Italienische erfolge: warum im fußball die nullnummer droht?
Ein Schock geht durch die Nation: Wieder verpasst Italien die Weltmeisterschaft! Nach dem enttäuschenden Ausscheiden der Fußballnationalmannschaft stellt sich die Frage, warum andere Sportarten umjubelte Triumphe feiern, während der Fußball in einer Krise steckt. Die Erfolge von Tamberi und Jacobs bei den Olympischen Spielen 2021 markierten einen Wendepunkt – eine Renaissance des italienischen Sports, die nun genauer unter die Lupe genommen werden muss.

Die frage aller fragen: was machen wir anders?
Andrea Buongiovanni, Journalist der renommierten “Grandi Letture”, widmet sich in einer mehrteiligen Serie der Frage, wie italienische Athleten in Disziplinen wie Wassersport und Leichtathletik konstant Erfolge erzielen, während der Fußball leer ausgeht. Die dritte verpasste Weltmeisterschaft in Folge ist ein Weckruf. Die Analyse beginnt mit den Erfolgsfaktoren im Wassersport und geht nun in die zweiteilige Untersuchung der Leichtathletik über. Es geht um mehr als nur Glück – es geht um System, Training und Leidenschaft.

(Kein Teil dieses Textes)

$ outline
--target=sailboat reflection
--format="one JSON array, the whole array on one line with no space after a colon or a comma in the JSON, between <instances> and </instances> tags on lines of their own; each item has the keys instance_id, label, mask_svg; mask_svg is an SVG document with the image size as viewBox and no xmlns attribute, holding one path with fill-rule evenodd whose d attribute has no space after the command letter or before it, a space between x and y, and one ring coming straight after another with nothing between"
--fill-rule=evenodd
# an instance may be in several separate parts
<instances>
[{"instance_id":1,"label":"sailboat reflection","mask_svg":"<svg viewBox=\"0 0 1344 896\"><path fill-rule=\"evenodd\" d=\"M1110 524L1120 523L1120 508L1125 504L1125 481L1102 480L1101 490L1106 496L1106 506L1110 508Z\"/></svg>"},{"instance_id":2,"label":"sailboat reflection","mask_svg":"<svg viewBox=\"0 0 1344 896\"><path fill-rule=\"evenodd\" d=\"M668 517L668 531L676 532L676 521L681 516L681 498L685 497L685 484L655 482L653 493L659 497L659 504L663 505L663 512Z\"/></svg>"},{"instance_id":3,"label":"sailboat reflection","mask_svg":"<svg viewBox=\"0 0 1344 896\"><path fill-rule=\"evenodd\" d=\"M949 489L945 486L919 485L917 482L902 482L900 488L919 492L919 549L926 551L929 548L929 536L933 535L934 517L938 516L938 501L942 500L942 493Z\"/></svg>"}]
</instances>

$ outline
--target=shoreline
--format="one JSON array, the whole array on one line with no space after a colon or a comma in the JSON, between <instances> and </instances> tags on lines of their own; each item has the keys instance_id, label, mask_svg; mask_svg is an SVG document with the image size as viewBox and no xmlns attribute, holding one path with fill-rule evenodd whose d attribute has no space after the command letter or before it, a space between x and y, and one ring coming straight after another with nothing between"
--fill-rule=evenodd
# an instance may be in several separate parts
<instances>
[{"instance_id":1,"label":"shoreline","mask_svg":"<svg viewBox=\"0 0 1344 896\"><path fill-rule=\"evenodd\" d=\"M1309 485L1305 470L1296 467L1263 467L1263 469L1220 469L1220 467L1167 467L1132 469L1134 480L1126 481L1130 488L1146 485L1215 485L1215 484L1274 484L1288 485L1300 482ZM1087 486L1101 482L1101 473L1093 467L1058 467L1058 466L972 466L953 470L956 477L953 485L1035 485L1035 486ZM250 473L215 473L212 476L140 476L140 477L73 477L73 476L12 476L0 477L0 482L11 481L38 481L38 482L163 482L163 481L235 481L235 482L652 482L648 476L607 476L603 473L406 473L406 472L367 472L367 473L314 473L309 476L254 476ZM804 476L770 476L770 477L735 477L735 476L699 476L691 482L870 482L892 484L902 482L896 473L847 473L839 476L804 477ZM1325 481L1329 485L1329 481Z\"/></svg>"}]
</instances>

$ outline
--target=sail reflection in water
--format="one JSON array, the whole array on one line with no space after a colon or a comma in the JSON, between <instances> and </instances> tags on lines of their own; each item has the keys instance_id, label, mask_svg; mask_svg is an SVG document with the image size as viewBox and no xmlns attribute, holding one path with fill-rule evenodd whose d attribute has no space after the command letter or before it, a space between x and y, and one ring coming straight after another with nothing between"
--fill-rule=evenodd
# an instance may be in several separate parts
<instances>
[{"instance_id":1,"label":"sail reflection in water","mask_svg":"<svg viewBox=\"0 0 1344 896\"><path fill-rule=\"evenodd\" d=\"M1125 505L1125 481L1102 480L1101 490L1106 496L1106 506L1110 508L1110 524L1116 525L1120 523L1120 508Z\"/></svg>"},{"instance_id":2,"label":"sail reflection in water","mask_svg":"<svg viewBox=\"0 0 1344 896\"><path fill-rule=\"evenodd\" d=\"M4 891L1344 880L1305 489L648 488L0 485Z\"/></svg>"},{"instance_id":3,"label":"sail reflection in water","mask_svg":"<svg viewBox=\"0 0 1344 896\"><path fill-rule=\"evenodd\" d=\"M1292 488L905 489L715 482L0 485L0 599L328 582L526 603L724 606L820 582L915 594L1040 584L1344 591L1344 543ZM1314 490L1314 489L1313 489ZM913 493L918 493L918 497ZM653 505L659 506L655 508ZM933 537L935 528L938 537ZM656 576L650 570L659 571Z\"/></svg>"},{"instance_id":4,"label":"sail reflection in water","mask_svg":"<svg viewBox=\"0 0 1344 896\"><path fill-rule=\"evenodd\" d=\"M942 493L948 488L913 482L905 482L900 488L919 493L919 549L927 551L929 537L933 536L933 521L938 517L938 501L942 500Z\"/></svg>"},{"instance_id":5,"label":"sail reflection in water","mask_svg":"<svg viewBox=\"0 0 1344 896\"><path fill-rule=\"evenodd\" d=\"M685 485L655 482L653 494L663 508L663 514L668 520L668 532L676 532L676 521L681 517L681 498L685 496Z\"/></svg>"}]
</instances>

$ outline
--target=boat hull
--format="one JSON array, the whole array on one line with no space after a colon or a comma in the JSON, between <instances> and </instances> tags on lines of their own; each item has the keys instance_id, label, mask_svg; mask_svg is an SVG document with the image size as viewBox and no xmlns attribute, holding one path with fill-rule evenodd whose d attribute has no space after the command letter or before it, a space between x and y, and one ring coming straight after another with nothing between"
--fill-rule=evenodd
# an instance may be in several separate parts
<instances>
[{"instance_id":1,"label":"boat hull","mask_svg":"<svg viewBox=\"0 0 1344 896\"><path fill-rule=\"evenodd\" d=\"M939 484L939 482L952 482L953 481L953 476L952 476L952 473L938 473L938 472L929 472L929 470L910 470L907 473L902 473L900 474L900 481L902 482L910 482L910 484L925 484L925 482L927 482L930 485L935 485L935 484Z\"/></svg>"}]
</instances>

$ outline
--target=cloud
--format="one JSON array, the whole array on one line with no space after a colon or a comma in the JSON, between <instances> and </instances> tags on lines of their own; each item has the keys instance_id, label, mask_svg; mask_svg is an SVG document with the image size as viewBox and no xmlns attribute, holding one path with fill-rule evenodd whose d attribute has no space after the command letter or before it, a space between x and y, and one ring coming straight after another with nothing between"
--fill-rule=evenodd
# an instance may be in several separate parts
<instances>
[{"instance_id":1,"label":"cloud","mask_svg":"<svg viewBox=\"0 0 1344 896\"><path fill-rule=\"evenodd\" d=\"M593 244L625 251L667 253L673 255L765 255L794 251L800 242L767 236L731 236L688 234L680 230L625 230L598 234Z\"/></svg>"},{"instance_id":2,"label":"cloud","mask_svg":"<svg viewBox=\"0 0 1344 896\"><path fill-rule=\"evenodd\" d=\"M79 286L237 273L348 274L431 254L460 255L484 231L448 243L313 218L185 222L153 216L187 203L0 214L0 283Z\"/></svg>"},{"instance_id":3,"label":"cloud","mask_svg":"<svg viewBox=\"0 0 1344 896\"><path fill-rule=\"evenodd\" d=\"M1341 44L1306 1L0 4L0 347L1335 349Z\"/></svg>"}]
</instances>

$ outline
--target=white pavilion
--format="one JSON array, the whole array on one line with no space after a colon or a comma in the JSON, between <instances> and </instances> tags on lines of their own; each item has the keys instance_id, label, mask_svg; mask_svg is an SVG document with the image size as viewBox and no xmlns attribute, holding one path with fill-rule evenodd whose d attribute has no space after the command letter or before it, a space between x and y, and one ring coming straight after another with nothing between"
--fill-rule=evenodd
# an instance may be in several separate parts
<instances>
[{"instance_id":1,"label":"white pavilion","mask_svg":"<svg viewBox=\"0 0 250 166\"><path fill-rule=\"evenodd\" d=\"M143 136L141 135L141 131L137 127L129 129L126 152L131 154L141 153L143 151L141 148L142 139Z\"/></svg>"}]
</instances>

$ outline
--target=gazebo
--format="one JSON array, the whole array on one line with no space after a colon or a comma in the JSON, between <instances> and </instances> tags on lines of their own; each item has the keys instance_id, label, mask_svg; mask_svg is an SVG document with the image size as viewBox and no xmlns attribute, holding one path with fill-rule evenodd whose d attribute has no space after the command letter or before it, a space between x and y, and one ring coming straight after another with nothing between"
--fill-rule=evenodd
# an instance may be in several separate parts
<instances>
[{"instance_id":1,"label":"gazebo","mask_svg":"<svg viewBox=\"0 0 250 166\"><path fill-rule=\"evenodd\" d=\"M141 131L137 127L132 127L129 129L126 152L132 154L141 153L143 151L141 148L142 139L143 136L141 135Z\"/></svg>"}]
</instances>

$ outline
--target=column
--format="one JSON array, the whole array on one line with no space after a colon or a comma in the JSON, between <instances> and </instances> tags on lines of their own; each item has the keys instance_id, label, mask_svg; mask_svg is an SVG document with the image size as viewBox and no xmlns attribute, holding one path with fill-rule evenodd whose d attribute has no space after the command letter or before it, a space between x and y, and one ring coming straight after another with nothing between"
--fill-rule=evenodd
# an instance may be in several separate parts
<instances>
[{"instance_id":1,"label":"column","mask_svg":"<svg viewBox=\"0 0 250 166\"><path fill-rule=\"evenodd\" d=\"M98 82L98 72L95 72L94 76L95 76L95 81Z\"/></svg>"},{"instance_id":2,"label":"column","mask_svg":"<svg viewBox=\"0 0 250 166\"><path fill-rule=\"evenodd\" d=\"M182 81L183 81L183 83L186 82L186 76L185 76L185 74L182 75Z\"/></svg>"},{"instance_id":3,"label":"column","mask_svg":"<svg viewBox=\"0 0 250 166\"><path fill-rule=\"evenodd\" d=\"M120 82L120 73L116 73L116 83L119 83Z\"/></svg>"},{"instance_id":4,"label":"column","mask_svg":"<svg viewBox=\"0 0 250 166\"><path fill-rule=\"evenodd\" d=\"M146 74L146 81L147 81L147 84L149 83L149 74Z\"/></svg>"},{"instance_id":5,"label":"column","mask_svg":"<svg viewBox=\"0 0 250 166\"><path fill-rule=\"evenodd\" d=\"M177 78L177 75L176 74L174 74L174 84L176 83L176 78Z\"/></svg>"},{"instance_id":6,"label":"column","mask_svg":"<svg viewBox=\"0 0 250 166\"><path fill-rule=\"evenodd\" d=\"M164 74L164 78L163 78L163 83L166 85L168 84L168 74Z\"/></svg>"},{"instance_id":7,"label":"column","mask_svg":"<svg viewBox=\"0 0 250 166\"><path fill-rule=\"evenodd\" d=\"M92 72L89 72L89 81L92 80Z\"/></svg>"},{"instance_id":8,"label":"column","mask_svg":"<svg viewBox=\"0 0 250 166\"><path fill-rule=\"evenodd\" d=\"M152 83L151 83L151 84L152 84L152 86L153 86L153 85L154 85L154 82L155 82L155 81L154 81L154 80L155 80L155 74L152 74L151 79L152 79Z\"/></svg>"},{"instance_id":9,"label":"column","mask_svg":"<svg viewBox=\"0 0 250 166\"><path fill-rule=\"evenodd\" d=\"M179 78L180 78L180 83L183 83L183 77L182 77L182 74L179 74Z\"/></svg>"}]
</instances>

Die Geschichte von Gimbo Tamberi, dem Hochspringer, und Marcell Jacobs, dem Sprintstar, ist mehr als nur eine Geschichte von individuellen Leistungen. Diese Momente des Triumphes, die Italien in Atem hielten, demonstrierten eine Rückkehr zu alter Stärke und einer neuen mentalen Einstellung. Aber was verbirgt sich hinter diesen Erfolgen? Die Antwort liegt nicht nur im Talent, sondern auch in der Art und Weise, wie italienische Sportler trainiert und gefördert werden. Ein systematischer Ansatz, der auf wissenschaftlicher Grundlage basiert und gleichzeitig die individuelle Leidenschaft fördert, scheint der Schlüssel zu sein.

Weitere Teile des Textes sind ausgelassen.